In the oil and gas production industry, it is well known that formation of hydrate blockages can cause substantial economic impact in terms of deferred production and the costs of remediation. Considering these financial implications and to avoid any potential safety concerns during a hydrate remediation, most often operating companies design and operate fields on a hydrate management philosophy of complete avoidance of hydrate formation. In the last few years, however, a shift in the hydrate management philosophy is being observed as discussed in the publications of Creek et al., 2011 and Kinnari et al., 2015, to cite a few. Due to the developments shifting towards more extreme environments, hydrate management philosophy is shifting from complete avoidance to risk management.
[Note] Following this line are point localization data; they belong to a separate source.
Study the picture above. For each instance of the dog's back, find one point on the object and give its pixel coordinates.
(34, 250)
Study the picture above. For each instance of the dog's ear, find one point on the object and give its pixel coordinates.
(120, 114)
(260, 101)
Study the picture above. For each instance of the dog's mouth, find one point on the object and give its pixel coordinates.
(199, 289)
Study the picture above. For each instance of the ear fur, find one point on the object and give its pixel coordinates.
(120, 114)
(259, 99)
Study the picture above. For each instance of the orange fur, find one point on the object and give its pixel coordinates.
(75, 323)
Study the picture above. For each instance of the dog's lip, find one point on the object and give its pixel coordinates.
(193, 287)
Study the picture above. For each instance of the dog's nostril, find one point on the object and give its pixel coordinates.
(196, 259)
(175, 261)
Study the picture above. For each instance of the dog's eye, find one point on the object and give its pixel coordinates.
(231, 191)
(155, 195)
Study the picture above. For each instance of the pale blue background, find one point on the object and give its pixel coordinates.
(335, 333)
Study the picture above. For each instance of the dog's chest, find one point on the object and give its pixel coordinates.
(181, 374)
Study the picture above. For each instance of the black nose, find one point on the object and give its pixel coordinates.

This paper discusses the evolution of hydrate management philosophy of a dry tree facility in the Gulf of Mexico. During steady state production, the fluids flow at temperatures outside the hydrate envelope. The hydrate management strategy following a shutdown is to displace (bullhead) the riser tubing with dead oil within the cooldown time (time required for the fluids to enter hydrate forming conditions after a shutdown). However, due to the dry tree configuration, low liquid rates and insulation performance, the cooldown time is short for these high water cut wells. Using gas lift to boost production further decreases the predicted cooldown time to less than an hour making it operationally difficult to complete hydrate safe out measures within the design cooldown time. A few tests conducted in the field to identify a realistic time available after shutdown, along with a few historical instances during which the hydrate safe out measures could not be completed within the cooldown time, have indicated that there exists a range of water cut (WC) and GOR (Gas to oil ratio) within which the system was restarted without a hydrate blockage. This paper describes how a combination of industry standard predictive tools coupled with field observations is shaping the hydrate management philosophy of this field, by operating within conditions that can form hydrates but do not lead to blockage. The paper also describes two hydrate blockage instances that occurred when the operating conditions were outside the identified hydrate blockage limit reinforcing that the WC and GOR of the fluids have a strong influence on the hydrate blockage risk.